Iain Harrison is a competitive shooter and former British Army Captain. He is known for being the winner of the first season of History Channel's marksmen competition Top Shot and the current editor of RECOIL.

==Biography==

Harrison was born in the United Kingdom. He served as a recce platoon commander for the British Army. He moved to the United States and started working as a construction manager in Sherwood, Oregon after being forced to surrender his guns to the UK government, while pursuing competitive shooting.

In 2009, Harrison finished second in Trooper Class in the 2009 MGM Ironman multi-gun competition. Being an amateur gunsmith, the guns he used during the competition were made by himself. Harrison worked for Crimson Trace at this time.

In December 2011, Harrison gained US citizenship.

Harrison became the editor of RECOIL in January 2013; he writes several articles for each issue as well.

===Top Shot===

In 2010, Harrison appeared in the first season of History Channel's marksmen competition Top Shot. During the first half of the competition, Harrison competed as part of the Blue Team. His team ended up winning six challenges, and Harrison was only nominated for elimination once during that period. During the final half of the competition, Harrison won the last two individual challenges before the final. In the finale, he beat Chris Cerino to win the competition as well as $100,000.

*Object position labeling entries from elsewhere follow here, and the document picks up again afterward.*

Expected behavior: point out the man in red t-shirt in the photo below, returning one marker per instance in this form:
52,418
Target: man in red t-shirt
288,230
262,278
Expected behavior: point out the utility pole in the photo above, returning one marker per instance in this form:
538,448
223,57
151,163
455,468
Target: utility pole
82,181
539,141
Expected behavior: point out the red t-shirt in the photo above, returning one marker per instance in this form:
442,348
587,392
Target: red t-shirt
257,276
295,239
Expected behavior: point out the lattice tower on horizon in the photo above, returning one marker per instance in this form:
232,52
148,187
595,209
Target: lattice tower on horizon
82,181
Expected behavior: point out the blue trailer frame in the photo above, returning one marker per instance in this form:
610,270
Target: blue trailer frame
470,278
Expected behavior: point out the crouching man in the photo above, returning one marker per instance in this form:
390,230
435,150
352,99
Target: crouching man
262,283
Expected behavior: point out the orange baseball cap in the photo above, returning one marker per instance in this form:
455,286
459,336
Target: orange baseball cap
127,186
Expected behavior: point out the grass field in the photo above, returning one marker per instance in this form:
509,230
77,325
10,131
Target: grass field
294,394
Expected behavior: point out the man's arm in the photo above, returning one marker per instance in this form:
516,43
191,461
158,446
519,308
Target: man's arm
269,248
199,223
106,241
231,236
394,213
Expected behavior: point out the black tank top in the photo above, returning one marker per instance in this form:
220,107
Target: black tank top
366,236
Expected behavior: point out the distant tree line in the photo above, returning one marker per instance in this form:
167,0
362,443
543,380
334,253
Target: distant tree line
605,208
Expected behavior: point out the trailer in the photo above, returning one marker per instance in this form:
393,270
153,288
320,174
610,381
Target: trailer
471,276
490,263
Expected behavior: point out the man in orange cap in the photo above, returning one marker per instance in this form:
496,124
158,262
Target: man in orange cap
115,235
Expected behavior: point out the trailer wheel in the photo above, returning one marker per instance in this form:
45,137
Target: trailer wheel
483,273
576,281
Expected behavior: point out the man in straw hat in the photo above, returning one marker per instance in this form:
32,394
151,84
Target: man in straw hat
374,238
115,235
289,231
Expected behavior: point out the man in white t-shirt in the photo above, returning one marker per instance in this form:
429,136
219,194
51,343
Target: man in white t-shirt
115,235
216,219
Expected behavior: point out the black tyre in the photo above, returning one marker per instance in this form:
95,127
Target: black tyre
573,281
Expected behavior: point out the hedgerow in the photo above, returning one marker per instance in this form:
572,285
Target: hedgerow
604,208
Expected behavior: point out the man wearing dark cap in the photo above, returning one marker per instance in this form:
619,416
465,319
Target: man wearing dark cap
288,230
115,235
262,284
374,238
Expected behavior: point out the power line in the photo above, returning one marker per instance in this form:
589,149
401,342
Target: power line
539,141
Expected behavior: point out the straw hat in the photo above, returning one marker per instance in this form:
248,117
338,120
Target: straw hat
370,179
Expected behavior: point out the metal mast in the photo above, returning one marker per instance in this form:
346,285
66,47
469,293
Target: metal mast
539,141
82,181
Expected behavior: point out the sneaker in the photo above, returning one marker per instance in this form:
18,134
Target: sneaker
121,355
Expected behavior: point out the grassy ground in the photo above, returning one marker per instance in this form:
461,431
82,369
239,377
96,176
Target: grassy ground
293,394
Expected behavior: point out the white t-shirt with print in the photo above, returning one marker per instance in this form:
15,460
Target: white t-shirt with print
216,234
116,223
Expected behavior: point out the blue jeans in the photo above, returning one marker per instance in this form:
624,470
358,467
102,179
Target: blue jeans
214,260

Harrison has since made three appearances on the show as a weapons trainer. His first appearance after winning was on the tenth episode of the second season of the show. During one episode of the third season of the show, Harrison appeared with Season 2 winner, Chris Reed, serving as honorary team captains of the two current Blue and Red teams for one of the challenges. A $5,000 donation was made to a charity selected by the captain of the winning team, and Harrison chose the Wounded Warrior Project. However, his team lost to Chris Reed's Red team. He appeared again as a trainer during the fourth season.